In the US merchant carbon dioxide (CO2) market, three new or expanded CO2 source plants came onstream in 2019 while other sources were idled or closed, shrinking the net gain from 2018 to less than 1%. One CO2 plant, delayed from 2019, will come on line in 2020, and no new sources have been announced for 2020.
This slow annual capacity growth, whether due to conditions at CO2 sourcing plants or lack of new sources, is not keeping pace with stronger market demand. Within the US merchant CO2 market, changes in CO2 sources and changes in demand regionally will continue to reshape the business in 2020 as they have over the past decade. The CO2 business is comprised of industrial gas companies and specialized CO2 producers and distributors which supply merchant liquid and dry ice to a wide variety of CO2 markets including food, welding and cutting, and oil and gas. US merchant CO2 represents about $1.5bn in sales per year.

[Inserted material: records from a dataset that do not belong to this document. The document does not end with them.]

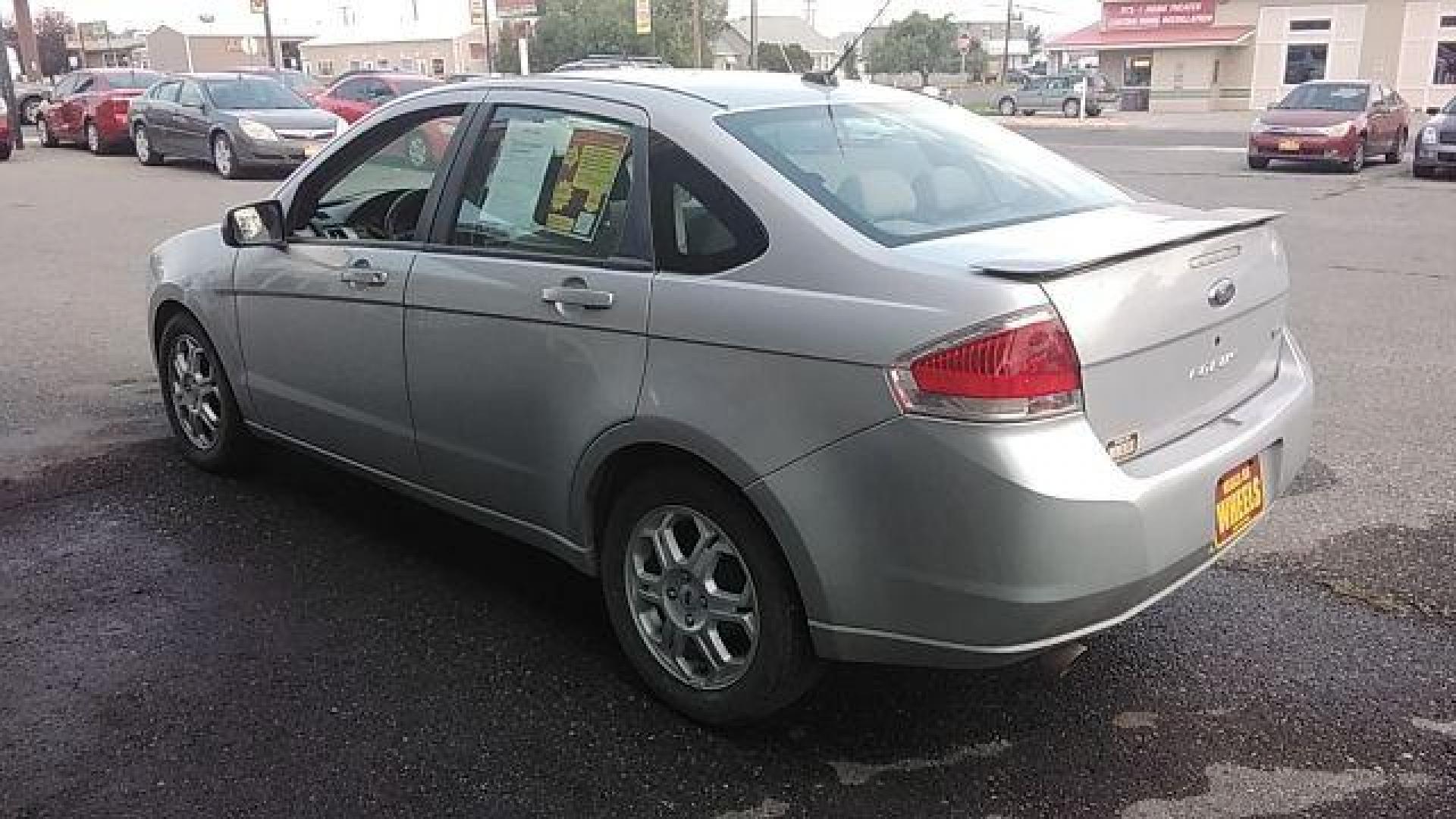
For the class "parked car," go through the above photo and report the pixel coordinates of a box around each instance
[996,74,1106,117]
[1249,80,1410,174]
[0,96,14,162]
[35,68,162,155]
[149,71,1312,723]
[228,65,325,102]
[322,71,441,122]
[1410,96,1456,177]
[131,73,348,179]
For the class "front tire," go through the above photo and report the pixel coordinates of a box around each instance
[35,117,61,147]
[86,120,106,156]
[212,134,243,179]
[157,313,255,474]
[601,468,823,726]
[131,122,166,165]
[1341,137,1369,174]
[1385,128,1405,165]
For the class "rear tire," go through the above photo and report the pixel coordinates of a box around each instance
[157,313,256,474]
[601,468,824,726]
[35,117,61,147]
[131,122,166,165]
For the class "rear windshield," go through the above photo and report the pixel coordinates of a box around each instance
[207,76,313,111]
[106,71,162,90]
[394,79,440,96]
[1274,83,1370,111]
[719,95,1128,245]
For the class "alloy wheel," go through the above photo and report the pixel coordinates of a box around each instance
[168,334,223,450]
[212,137,233,177]
[623,506,758,691]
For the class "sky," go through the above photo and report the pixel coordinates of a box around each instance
[8,0,1100,36]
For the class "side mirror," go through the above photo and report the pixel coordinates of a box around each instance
[223,199,288,249]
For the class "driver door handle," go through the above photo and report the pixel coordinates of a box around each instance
[339,259,389,287]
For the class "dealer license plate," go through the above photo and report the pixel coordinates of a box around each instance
[1213,455,1264,552]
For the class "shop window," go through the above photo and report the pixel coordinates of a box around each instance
[1431,42,1456,86]
[1284,42,1329,86]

At the end of 2019, US nameplate (NP) CO2 capacity reached 36.1 thousand tons per day (ktpd), an increase of less than 1% from 2018, but only about 0.5% per year over the past five years. This lower capacity growth is not keeping up with CO2 demand which is growing closer to 2.5% per year. The result is tight supply during times of planned and unplanned plant outages and seasonal demand spikes and price increases. Three new sources with a total of 950 ktpd came onstream in 2019. Several of those sources came on by mid-2019, in time to help alleviate the high summer demand. Over that same period several sources were idled, shut down, or had reduced feedstock. Players need to strategically plan for future sources of CO2 to alleviate tight supply and plan to supply future growth. In the US, rail transport is critical to bring product from surplus locations to deficit locations and to back up sources when supply is variable.